After decades without its own vessels, Iraq is looking to rebuild its tanker fleet under the Iraq Oil Tanker Company, paving the way for sales of crude oil on a delivered basis.
State-owned IOTC has reached a number of agreements with Iraqi shipping company Al-Iraqia Shipping Services & Oil Trading, to help build the fleet and train staff, IOTC general manager Hussein Allawi said Thursday.
Formed in June 2017, AISSOT is a Dubai-based joint venture between IOTC and Arab Maritime Petroleum Transport Company. IOTC owns and manages tankers transporting refined petroleum products. AMPTC is owned by member countries of the Organization of Arab Petroleum Exporting Countries.
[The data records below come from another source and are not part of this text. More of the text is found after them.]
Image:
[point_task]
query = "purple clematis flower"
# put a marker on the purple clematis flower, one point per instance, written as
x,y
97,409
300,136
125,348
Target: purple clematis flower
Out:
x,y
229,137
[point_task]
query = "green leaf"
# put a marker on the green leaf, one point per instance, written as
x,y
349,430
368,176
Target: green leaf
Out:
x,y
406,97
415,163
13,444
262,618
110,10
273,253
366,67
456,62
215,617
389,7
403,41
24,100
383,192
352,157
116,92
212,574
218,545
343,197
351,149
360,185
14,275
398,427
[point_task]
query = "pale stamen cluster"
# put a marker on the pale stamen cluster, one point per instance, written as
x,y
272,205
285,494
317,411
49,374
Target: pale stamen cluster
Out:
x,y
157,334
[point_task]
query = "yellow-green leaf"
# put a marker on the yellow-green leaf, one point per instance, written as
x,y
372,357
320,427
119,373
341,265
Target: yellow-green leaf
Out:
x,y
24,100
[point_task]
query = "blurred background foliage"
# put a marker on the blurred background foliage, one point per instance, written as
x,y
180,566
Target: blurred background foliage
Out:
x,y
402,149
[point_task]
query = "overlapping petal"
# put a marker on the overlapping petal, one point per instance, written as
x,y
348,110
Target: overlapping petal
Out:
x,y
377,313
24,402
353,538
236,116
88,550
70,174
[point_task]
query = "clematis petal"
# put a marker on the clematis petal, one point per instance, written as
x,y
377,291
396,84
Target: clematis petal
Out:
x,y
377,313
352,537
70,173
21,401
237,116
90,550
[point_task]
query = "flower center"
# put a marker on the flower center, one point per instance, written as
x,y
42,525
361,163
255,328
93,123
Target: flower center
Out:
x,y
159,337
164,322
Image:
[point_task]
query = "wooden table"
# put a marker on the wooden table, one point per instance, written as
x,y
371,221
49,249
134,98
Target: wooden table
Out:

“They [AISSOT] are promoting their crude export and own transportation volume, so that more will be handled by their national shipping arm,” a shipping executive at a North Asian refiner said.
Currently, the majority of Iraq’s crude and oil products are sold on a free on board basis, meaning the seller pays for transportation of the goods.
With its own fleet, Iraq could sell on a delivered basis and manage the shipping of crude to its customers. Other Persian Gulf crude producers supply on an ex-ship basis.
“They plan to expand their fleet by purchasing second-hand vessels and ordering new-building vessels so that they can become a similar size to Bahri and gain CFR export volumes, so that means they will acquire another 40-50 VLCCs,” the executive said.
AISSOT has previously said it hoped to become a leading crude oil carrier for OPEC’s second-largest producer by acquiring 80 tankers.
It currently has two VLCC tankers, the Baghdad and the Basra, along with two Aframax tankers the Album and the Zirku, shipping sources said.
Saudi Arabia’s state-owned shipping company, Bahri, owns the world’s largest VLCC fleet with 45 vessels. Iran’s National Iranian Tanker Co, is the second largest with 42 VLCCs.